An Incremental Algorithm for Algebraic Program Analysis
Chenyu Zhou, Yuzhou Fang, Jingbo Wang, Chao Wang
TL;DR
The paper tackles the problem of efficiently updating algebraic program analyses after small code changes. It proposes two main innovations: a tree-based path expression representation with delta-aware incremental updates, and an incremental interpretation mechanism that reuses prior results to update program facts. The approach achieves large speedups over baseline APA and related methods across multiple analyses and DaCapo Java benchmarks, with theoretical guarantees under Kleene-like algebras and star-free variants. This has practical implications for responsive software engineering tools and continuous development workflows, enabling fast re-analysis in the face of frequent changes.
Abstract
We propose a method for conducting algebraic program analysis (APA) incrementally in response to changes of the program under analysis. APA is a program analysis paradigm that consists of two distinct steps: computing a path expression that succinctly summarizes the set of program paths of interest, and interpreting the path expression using a properly-defined semantic algebra to obtain program properties of interest. In this context, the goal of an incremental algorithm is to reduce the analysis time by leveraging the intermediate results computed before the program changes.
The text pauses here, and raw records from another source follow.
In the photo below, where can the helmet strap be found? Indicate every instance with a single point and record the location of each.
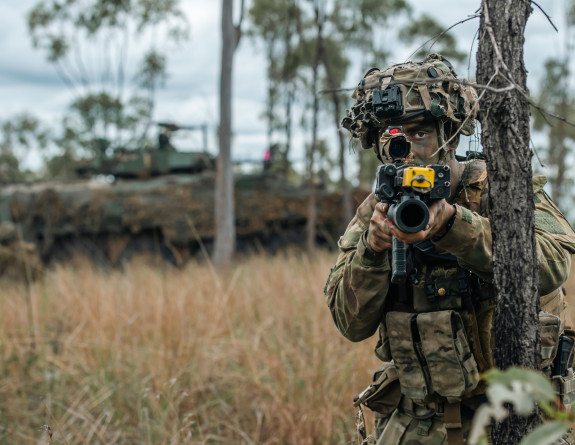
(445, 154)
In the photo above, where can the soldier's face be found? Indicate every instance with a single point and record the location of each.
(424, 143)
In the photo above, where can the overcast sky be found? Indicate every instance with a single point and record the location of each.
(29, 83)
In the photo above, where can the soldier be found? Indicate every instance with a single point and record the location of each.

We have made two main contributions. First, we propose a data structure for efficiently representing path expression as a tree together with a tree-based interpreting method. Second, we propose techniques for efficiently updating the program properties in response to changes of the path expression. We have implemented our method and evaluated it on thirteen Java applications from the DaCapo benchmark suite. The experimental results show that both our method for incrementally computing path expression and our method for incrementally interpreting path expression are effective in speeding up the analysis. Compared to the baseline APA and two state-of-the-art APA methods, the speedup of our method ranges from 160X to 4761X depending on the types of program analyses performed.